Appendix II: Professional Qualifications: Ethnography
When seeking assistance in the identification, evaluation, and management
of traditional cultural properties, agencies should normally seek out
specialists with ethnographic research training, typically including,
but not necessarily limited to:
I. Language skills: it is usually extremely important to talk in their
own language with those who may ascribe value to traditional cultural
properties. While ethnographic fieldwork can be done through interpreters,
ability in the local language is always preferable.

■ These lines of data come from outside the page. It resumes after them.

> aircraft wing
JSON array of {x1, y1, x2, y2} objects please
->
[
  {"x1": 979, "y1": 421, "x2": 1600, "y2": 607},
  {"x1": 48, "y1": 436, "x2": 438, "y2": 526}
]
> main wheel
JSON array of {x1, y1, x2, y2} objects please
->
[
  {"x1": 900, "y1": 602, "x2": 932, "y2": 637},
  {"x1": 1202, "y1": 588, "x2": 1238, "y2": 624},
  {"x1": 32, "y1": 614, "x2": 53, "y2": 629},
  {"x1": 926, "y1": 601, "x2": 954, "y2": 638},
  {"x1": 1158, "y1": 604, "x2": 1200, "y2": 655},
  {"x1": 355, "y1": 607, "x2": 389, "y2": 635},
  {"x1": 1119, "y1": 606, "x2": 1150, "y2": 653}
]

II. Interview skills, for example:
- * The ability to approach a potential informant in his or her own
cultural environment, explain and if necessary defend one's research,
conduct an interview and minimize disruption, elicit required information,
and disengage from the interview in an appropriate manner so that
further interviews are welcome; and
- * The ability to create and conduct those types of interviews that
are appropriate to the study being carried out, ensuring that the
questions asked are meaningful to those being interviewed, and that
answers are correctly understood through the use of such techniques
as translating and back-translating. Types of interviews normally
carried out by ethnographers, one or more of which may be appropriate
during evaluation and documentation of a traditional cultural property,
include:
- semi-structured interview on a broad topic;
- semi-structured interview on a narrow topic;
- structured interview on a well defined specific topic; open
ended life history/life cycle interview; and
- genealogical interview.
III. Skill in making and accurately recording direct observations of human
behavior, typically including:
- * The ability to observe and record individual and group behavior
in such a way as to discern meaningful patterns; and
- * The ability to observe and record the physical environment in
which behavior takes place, via photography, mapmaking, and written
description.
IV. Skill in recording, coding, and retrieving pertinent data derived
from analysis of textural materials, archives, direct observation, and
interviews.
Proficiency in such skills is usually obtained through graduate and
post-graduate training and supervised experience in cultural anthropology
and related disciplines, such as folklore/ folklife.